Вынырнув из задумчивости, архидьякон осознал, что по-прежнему стоит подле алтаря в полном облачении, прихожане давно разошлись, затихли звуки органа, умолкли певчие, и только бесстрастный причётник счищает нагар с подсвечника. Осторожному Клоду страсть как не хотелось никуда ехать, но ослушаться значило навлечь на себя гнев Тристана Отшельника, а участь хуже в те времена сложно было вообразить. Поэтому священник, мучимый переживаниями, решил последовать совету Пти-Андре и не затягивать с поездкой. Следующий день застал его уже в пути. Сидя в нанятой им повозке, Фролло угрюмо взирал на возницу, мурлыкавшего весёлую песенку, и пытался расспрашивать Пти-Андре, гарцевавшего рядом с его неказистым средством передвижения.
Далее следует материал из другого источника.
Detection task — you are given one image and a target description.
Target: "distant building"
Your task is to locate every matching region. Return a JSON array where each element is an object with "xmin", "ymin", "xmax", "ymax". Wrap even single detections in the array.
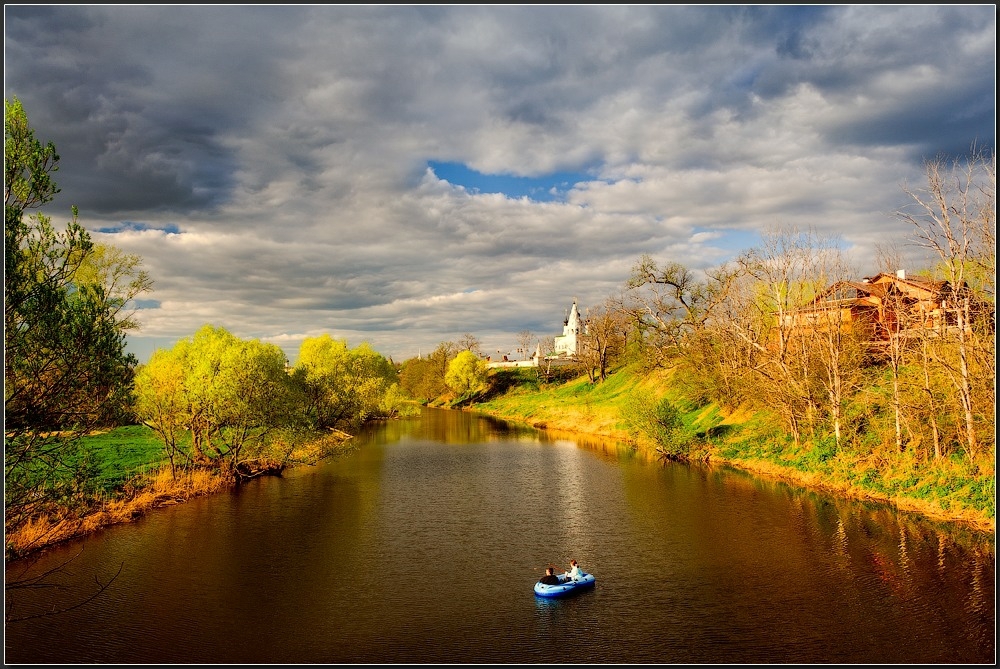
[
  {"xmin": 553, "ymin": 298, "xmax": 586, "ymax": 358},
  {"xmin": 486, "ymin": 299, "xmax": 587, "ymax": 369}
]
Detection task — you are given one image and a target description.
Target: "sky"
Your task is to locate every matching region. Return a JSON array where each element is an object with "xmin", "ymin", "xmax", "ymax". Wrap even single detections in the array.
[{"xmin": 4, "ymin": 4, "xmax": 996, "ymax": 363}]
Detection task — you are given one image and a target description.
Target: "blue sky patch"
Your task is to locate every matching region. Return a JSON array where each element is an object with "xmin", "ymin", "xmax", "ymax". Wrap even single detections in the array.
[
  {"xmin": 135, "ymin": 300, "xmax": 160, "ymax": 309},
  {"xmin": 97, "ymin": 221, "xmax": 181, "ymax": 235},
  {"xmin": 427, "ymin": 160, "xmax": 594, "ymax": 202}
]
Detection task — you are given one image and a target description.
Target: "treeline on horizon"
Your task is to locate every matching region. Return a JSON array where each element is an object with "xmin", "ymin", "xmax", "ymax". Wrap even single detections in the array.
[
  {"xmin": 400, "ymin": 153, "xmax": 996, "ymax": 476},
  {"xmin": 4, "ymin": 98, "xmax": 996, "ymax": 552}
]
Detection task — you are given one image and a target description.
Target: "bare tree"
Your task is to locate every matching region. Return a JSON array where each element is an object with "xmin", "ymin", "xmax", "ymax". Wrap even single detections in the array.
[
  {"xmin": 580, "ymin": 298, "xmax": 628, "ymax": 383},
  {"xmin": 897, "ymin": 150, "xmax": 996, "ymax": 459},
  {"xmin": 517, "ymin": 330, "xmax": 538, "ymax": 360}
]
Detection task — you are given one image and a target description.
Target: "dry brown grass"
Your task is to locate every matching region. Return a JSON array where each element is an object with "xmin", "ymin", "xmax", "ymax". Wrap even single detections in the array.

— Чего ради я, архидьякон Жозасский, точно мальчишка на побегушках, бросаю все дела и трясусь на крестьянской подводе? — недовольно отчитывал Клод сопровождающего. — Сдаётся мне, вы знаете больше, чем сообщили. Что с Квазимодо? Как ему живётся в Плесси-ле-Тур?
Словоохотливому Пти-Андре не терпелось почесать язык. Как известно, дорога способствует тесному общению, заставляя доверчиво открываться незнакомым попутчикам. Свежий сентябрьский воздух, прогретый лучами тёплого солнца, лента дороги, тянувшаяся под копытами коня, скучные окрестные пейзажи также способствовали красноречию. Стражник не удержался и, забыв наставления господина, повёл рассказ о пребывании горбуна в королевской резиденции. Поскольку Пти-Андре большую часть времени проводил рядом с прево маршалов, некоторые подробности были ему известны только по слухам, которые он, ничтоже сумняшеся, и поведал отцу Клоду. Священник сдавленно охнул, услышав о том, как Квазимодо укусил господина Оливье ле Дэна, за что угодил в железную клетку.
— Клянусь Святым Мартином Турским, — хохотнул Пти-Андре, демонстрируя крепкие зубы, — он так и сидел, точно берберийский лев во дворце Сен-Поль!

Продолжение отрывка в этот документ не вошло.